If that strategy won't work for you, how about these?
1. Make your money inaccessible
Once you've made your plastic hard to reach, treat your cash the same way: Put it in an online bank, which means at least a 48-hour wait for withdrawals. (Bonus points for doing it as laddered CDs.) Of course you should keep some liquid funds in case of emergency, but why not put most of them in a checking account without an ATM card? Having to go to the trouble of writing a paper check to the cute-shoes emporium or the hot-wings place might temper impulse buys. (So might the fact that fewer and fewer places are taking checks these days.)
2. Give yourself an allowance
And feel free to spend it — but when it's gone, that's it. If you want a bigger-ticket item, save up for it.
3. Say "maybe later"
Start an online wish list and look at your sparklies instead of buying them. Think about saving up for them. Also, tell people who like you an awful lot about this list, for birthday and holiday purposes.
4. Try a petite splurge
See a delicious-looking cake?

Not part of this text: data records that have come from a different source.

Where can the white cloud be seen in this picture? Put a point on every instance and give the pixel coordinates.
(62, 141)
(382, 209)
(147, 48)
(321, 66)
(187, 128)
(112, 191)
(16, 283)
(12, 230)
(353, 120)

Ask if it comes in cupcake form. Grouchy because you can't afford a vacation? Join a social buying site and watch for spa deals; a few hours of pampering for $40 beats a weekend in wine country and its corresponding financial hangover.
5. Calculate the real-world cost
Suppose that daily coffee-and-bagel habit works out to at least $25 a week. How many hours of work does that translate to, Mr. or Ms. Underemployed? (Specifically, how many Gap shirts do you have to fold per sip of overpriced java?) For extra credit: What could you do with an extra $100 or more a month? For heaven's sake, get a travel mug and keep some bagels in the freezer.

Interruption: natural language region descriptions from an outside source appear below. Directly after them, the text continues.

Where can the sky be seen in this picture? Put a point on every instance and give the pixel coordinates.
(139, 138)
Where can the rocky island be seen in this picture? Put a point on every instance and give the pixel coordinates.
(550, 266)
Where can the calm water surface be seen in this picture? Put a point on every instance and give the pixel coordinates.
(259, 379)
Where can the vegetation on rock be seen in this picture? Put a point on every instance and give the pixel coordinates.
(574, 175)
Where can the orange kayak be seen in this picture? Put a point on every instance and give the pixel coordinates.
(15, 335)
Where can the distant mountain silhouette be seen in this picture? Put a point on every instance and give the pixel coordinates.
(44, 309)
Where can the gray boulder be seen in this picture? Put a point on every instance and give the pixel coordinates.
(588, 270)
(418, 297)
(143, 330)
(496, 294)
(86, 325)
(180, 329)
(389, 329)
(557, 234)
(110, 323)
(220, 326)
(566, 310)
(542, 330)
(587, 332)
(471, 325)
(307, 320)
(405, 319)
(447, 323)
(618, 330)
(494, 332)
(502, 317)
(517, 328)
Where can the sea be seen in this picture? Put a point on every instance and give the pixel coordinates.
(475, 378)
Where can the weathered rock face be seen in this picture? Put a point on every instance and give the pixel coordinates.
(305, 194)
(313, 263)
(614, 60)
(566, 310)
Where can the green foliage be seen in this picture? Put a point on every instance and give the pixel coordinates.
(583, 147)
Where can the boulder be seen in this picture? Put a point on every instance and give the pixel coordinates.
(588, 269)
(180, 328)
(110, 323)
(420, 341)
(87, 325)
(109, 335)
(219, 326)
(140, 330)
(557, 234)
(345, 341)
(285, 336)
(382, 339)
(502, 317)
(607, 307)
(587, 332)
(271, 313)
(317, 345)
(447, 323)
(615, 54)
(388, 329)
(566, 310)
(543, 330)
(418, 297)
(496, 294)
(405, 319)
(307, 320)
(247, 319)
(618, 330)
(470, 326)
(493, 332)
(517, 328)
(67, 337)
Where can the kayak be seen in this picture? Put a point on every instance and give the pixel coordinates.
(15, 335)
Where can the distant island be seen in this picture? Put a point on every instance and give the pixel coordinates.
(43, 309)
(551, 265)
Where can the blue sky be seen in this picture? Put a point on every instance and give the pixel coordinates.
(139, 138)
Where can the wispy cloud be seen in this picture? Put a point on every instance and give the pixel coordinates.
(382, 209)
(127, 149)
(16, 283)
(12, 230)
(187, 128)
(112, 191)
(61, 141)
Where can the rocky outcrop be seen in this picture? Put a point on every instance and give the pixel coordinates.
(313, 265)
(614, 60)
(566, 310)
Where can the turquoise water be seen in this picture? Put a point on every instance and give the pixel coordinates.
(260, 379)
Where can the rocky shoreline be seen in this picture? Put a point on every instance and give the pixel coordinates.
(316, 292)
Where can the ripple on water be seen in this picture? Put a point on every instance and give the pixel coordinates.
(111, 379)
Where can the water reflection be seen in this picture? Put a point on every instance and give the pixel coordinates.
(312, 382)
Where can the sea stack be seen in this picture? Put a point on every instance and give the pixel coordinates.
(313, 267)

6. Wait, wait and, oh yeah, WAIT
Those must-have shoes or fishing lures or whatever it is you think you want? A week later you might not care. Then again, you might, which is why you should…
7. Buddy up
Make a pact with your spouse/partner: Henceforth and forevermore, decisions on anything more expensive than a box of chocolates (a purchase you should never begrudge) will be mutual decisions. Unattached? Get a friend, or more than one friend, to talk you down from the "hot deals" site.
8. The three-strikes rule
You must discuss and/or physically handle a prospective purchase at least three times before you can actually buy it. This gives the scales a chance to fall from your eyes, i.e., you may realize that the skirt isn't that cute. (Bonus: If you eventually decide to buy, the item may be on sale. Maybe even on clearance, if you've dilly-dallied sufficiently.)
9. Don't buy it — TRY it
If possible, borrow the item you crave. One of my prizes for being on the game show "Jeopardy!" was a video camera, which was an expensive item back in 1991. Frugal friends borrowed it to film their kids' birthday parties. Or how about renting? A four-hour contract on a power washer could help you realize you really wouldn't use it often enough to justify a purchase.
10. Scavenge
Is there an online swap site? Or put the word out among friends and co-workers that you're looking for a sofa or an exercise bike or a wading pool — somebody might be anxious to ditch one.
11. Interrogate each purchase
Run all potential buys through the following filter:
• Do I really need this?
• If I get it, will my life be significantly improved?
• If I don't get it, will my life be substantially diminished?
• Do I already have something that will suffice?
It's up to you what you buy. But being cautious about how you buy may keep your life free of clothes you don't wear and gadgets you rarely use.
Just as a diet doesn't mean you can never enjoy food again, a budget doesn't mean that you can never buy again. But it's probably smarter to buy a cupcake than a layer cake.